Nor do the allegations state a cognizable due process claim. The Due Process Clause of the Fourteenth Amendment protects prisoners from being deprived of liberty without due process of law. Wolff v. McDonnell, 418 U.S. 539, 556 (1974). However, "[p]rison disciplinary proceedings are not part of a criminal prosecution, and the full panoply of rights due a defendant in such proceedings does not apply." Id. In a disciplinary proceeding where a liberty interest is at stake,due process requires that "some evidence" support the disciplinary decision. Superintendent v. Hill, 472 U.S. 445, 455 (1985). The inmate must also receive: "(1) advance written notice of the disciplinary charges; (2) an opportunity, when consistent with institutional safety and correctional goals, to call witnesses and present documentary evidence in his defense; and (3) a written statement by the factfinder of the evidence relied on and the reasons for the disciplinary action." Id. at 454 (citing Wolff, 418 U.S. at 563-67). Where an inmate is illiterate or the facts of the case are complex, he may be entitled to seek the aid of a fellow inmate or staff. Wolff, 418 U.S. at 570.
Plaintiff does not allege that the rules violation hearing affected any liberty interest or that the disciplinary decision was not supported by some evidence. Nor does plaintiff allege that any of the Wolff guarantees, discussed above, were not met. To the extent plaintiff claims he was entitled to staff assistance in investigating his claim of sexual assault, that claim must also fail because plaintiff's allegations do not suggest he was entitled to such assistance.
III. Final Opportunity to Amend
The court will grant plaintiff a final opportunity to amend to attempt to cure the deficiencies identified in this order, as well as in the court's previous screening order.
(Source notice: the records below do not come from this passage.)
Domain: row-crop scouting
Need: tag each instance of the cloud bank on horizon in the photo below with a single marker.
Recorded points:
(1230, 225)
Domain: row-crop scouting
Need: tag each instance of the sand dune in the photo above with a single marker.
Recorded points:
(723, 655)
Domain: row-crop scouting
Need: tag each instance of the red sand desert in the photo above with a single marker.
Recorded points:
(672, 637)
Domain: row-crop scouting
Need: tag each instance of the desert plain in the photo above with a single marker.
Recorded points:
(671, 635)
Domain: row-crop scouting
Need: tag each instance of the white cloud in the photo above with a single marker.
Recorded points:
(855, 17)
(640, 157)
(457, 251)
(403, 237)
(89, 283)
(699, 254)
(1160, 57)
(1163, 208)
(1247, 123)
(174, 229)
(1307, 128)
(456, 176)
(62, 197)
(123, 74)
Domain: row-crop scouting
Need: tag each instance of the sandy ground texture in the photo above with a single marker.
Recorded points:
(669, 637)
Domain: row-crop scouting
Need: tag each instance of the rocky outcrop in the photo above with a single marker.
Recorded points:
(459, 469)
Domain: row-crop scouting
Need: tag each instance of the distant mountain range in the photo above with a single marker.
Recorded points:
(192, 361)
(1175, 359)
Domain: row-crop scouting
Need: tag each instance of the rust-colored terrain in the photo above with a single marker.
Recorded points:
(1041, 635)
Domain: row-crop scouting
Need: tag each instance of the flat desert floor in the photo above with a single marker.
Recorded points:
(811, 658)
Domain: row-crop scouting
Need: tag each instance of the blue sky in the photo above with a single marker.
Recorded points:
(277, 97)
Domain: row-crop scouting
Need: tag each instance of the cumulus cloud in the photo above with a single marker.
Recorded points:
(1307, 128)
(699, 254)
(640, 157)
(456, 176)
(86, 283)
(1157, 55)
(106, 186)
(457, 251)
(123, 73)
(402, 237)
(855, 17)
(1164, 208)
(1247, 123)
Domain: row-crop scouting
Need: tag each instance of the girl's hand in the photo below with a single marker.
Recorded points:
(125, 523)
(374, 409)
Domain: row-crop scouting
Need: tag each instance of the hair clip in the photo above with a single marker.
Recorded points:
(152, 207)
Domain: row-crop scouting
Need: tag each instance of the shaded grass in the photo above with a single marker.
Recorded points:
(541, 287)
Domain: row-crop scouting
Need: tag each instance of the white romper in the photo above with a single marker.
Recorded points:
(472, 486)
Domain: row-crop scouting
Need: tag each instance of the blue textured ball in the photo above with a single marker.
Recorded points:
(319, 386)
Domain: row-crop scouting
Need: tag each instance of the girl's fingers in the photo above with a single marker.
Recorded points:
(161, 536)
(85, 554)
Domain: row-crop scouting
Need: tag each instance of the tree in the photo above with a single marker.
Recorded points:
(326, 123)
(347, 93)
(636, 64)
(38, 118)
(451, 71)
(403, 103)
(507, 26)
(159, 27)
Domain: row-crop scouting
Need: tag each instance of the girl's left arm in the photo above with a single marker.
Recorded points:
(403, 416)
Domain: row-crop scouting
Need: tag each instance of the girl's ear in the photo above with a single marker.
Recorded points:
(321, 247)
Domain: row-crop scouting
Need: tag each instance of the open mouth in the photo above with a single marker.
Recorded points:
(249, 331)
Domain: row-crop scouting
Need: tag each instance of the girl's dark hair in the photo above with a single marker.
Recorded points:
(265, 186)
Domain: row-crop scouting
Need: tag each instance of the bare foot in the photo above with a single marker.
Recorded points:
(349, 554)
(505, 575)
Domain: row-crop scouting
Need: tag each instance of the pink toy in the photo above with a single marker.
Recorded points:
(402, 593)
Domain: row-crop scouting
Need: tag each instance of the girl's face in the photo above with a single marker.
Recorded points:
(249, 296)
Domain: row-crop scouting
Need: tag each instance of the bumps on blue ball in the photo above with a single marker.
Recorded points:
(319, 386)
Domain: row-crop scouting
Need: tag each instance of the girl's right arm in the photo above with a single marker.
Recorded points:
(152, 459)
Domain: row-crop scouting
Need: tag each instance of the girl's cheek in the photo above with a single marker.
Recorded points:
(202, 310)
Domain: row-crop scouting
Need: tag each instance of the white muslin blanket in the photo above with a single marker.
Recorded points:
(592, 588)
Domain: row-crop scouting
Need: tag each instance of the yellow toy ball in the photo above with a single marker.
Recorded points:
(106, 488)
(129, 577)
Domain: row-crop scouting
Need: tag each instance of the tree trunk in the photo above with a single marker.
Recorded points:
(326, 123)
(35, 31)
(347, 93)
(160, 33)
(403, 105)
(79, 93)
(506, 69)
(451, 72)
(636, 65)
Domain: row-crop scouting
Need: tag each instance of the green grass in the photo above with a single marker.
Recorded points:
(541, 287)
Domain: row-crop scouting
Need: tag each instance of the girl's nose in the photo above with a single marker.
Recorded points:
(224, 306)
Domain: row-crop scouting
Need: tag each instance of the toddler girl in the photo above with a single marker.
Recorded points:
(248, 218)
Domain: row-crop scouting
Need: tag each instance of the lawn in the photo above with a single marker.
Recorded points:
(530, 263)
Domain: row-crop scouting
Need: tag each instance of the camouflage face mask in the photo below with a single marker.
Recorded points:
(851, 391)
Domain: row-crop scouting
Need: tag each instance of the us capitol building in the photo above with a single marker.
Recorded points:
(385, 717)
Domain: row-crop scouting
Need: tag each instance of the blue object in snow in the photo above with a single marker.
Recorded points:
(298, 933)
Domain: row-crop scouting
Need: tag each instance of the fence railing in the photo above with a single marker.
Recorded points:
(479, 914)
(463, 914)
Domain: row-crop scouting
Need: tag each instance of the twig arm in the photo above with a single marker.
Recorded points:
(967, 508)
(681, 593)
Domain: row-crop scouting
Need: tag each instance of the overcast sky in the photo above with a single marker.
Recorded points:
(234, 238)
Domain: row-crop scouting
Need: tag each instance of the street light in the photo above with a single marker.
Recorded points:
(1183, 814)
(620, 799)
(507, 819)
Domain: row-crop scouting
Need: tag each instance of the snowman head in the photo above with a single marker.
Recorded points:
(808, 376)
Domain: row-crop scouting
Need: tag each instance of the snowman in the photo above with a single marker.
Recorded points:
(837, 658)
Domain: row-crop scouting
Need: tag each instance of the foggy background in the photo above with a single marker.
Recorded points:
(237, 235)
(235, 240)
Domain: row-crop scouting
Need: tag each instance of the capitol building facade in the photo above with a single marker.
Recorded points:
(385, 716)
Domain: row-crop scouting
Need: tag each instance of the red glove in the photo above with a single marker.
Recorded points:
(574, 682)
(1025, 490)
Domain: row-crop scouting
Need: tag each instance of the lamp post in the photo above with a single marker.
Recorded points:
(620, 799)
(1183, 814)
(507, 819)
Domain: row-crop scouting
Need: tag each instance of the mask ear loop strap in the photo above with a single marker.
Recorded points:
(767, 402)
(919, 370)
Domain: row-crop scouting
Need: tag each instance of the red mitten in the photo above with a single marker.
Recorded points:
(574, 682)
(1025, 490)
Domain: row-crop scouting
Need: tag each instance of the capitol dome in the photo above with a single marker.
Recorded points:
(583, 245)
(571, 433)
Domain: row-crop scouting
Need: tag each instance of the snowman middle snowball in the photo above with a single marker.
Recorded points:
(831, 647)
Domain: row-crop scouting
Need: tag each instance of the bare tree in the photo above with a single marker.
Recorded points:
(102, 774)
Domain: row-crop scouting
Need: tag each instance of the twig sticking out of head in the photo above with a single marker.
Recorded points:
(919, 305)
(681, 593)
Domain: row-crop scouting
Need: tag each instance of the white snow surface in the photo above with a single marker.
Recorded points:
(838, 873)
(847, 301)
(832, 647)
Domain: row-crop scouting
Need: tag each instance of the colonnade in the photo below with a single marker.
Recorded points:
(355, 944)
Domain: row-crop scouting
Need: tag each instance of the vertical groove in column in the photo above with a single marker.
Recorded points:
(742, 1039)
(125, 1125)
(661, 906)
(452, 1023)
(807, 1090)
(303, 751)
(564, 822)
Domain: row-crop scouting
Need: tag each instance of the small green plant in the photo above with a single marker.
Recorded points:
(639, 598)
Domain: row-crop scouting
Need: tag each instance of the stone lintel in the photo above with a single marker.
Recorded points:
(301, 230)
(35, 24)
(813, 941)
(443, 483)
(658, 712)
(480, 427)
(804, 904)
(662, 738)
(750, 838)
That means plaintiff must omit all duplicative and frivolous allegations and focus solely on his claim(s) pertaining to defendant Dharlingue and the October 29, 2009 Rules Violation Hearing.
Plaintiff is hereby warned that he may not change the nature of this suit by alleging new, unrelated claims in an amended complaint. George v. Smith, 507 F.3d 605, 607 (7th Cir. 2007) (no "buckshot" complaints).
Should plaintiff choose to file an amended complaint, he shall identify each defendant in both the caption and the body of the amended complaint, and clearly set forth the allegations against each such defendant. Pursuant to Rule 8 of the Federal Rules of Civil Procedure, any amended complaint must include "a short and plain statement of the claim" showing entitlement to relief. Fed. R. Civ. P. 8(a)(2).
Any amended complaint must be complete in itself without reference to any prior pleading. E.D. Cal. Local Rule 220; see Loux v. Rhay, 375 F.2d 55, 57 (9th Cir. 1967). Once plaintiff files an amended complaint, the original pleading is superseded.
Accordingly, the court hereby ORDERS that:
1. The January 31, 2011 findings and recommendations, Dckt. No. 11, are vacated; and
2. The amended complaint is dismissed, with leave to amend within 30 days. The second amended complaint must bear the docket number assigned to this case and be titled "Second Amended Complaint." Failure to file an amended complaint will result in a recommendation that this action be dismissed as frivolous and for failure to state a claim. If plaintiff files an amended complaint stating a cognizable claim the court will proceed with service of process by the United States Marshal.